周兰花正好端着碗水进屋,见赵巧儿拉起丫丫就往外跑,她忍不住一笑,走到马三丫面前,半开玩笑的骂道:“成天野得跟猴儿似的,没有半点女娃的模样,丫丫那么斯文的娃子都让她给带疯了。”
“我瞧着挺好,大大方方的多招人喜欢。”马三丫接过她手上的水碗放到桌上,跟着假意嗔道:“你让我别老客气,自己倒忙乎上了,快坐着歇会儿吧。”
哪有当娘的不喜欢别人说自己孩子好,周兰花笑得眼睛都咪了起来,拉过板凳坐下,伶俐的回道:“罗二哥要知道你来咱们家,我连碗水都不给喝,还不得在心里头编排我呀?”
“呵呵……”马三丫不自在的挪了挪脚,顿时不知道该怎么往下接。
看她神色有些不对劲,周兰花抿起嘴巴想了想,便笑着开口道:“二嫂子你可别笑话我脸皮厚,我这人是个直脾气,瞧得顺眼的我才乐意亲近。我觉着你跟咱街上的其他人不一样,又斯文又懂礼,不晓得的还以为是秀才家养出来的小娘子呢。”
“哪有你说的那么好,”马三丫微微一笑,觉得她不像是客套,而是话里有话,便轻轻应了一句,等待她接着往下说。
“唉,二嫂你别怪我多嘴嚼舌,”周兰花扭头往门外看了一眼,转过来盯着马三丫,语气诚恳的说道:“罗二哥是个没话说的,性子又好又热心。前年冬天巧儿发了场高热,浑身烫得都可以烙鸡蛋,你也瞧见咱们家这样了,哪有银钱请大夫,多亏罗二哥替咱们垫了银子,才救回条命。”
马三丫想起成亲的那天晚上,罗文田听说后街的老赵叔摔了腿,二话没说就出了门去帮忙,便默默点了下头。

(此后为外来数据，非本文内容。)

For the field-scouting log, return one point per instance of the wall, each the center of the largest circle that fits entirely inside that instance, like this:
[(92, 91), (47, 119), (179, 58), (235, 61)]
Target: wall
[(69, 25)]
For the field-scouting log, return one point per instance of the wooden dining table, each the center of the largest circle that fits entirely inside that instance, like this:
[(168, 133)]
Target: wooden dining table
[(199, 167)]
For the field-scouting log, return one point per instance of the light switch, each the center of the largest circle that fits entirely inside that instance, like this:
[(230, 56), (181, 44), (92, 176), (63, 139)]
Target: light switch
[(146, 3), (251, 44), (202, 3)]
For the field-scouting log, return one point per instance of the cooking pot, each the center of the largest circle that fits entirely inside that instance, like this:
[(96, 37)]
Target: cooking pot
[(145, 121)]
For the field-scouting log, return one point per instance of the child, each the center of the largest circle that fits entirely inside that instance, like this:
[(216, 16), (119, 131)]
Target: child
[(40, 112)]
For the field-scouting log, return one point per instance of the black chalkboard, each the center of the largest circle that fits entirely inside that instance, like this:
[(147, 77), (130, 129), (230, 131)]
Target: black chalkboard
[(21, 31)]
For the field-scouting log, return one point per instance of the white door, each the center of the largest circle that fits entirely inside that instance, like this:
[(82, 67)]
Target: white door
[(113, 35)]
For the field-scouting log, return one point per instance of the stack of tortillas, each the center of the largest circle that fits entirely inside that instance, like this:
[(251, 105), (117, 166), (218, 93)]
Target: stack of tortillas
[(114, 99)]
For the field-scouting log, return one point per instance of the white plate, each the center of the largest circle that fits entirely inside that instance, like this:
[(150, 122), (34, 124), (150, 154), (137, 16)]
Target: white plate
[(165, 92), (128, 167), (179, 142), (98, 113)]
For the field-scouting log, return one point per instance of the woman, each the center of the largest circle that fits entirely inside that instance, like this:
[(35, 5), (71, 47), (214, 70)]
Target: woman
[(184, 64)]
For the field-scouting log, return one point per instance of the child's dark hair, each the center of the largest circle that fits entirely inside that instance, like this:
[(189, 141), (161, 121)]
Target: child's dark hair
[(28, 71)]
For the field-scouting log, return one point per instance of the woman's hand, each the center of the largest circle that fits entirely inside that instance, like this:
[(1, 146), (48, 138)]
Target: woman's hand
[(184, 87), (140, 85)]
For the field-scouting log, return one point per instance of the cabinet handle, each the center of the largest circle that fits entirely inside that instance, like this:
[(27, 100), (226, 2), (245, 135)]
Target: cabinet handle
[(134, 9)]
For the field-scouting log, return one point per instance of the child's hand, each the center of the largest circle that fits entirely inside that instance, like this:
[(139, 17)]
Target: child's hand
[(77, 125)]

许是想起赵巧儿生病时的情形,周兰花不禁有些唏嘘,叹了口气,才接着道:“命这东西可是奇怪,罗二哥这么好个人,偏偏……唉,二嫂子你晓得不?罗二哥从前可是念过书识过字的,真是可惜了。”
马三丫轻轻“嗯”了一声,跟着感叹:“是可惜了,但也没法子,上学堂花销太大,公爹一走,靠婆母一个人是供不起。”
“啥供不起?”周兰花惊讶地看了她一眼,忍不住脱口而出:“要不是罗大娘让人撺掇着把家底子拿出去放债,罗家后来也不至于卖了磨坊。”
“什么?”马三丫是真的吃了一惊:“罗家以前还有磨坊?”
“可不是,”周兰花立即点头,见马三丫一脸茫然,便把凳子往她身旁移了移,凑到她耳边悄声说了起来。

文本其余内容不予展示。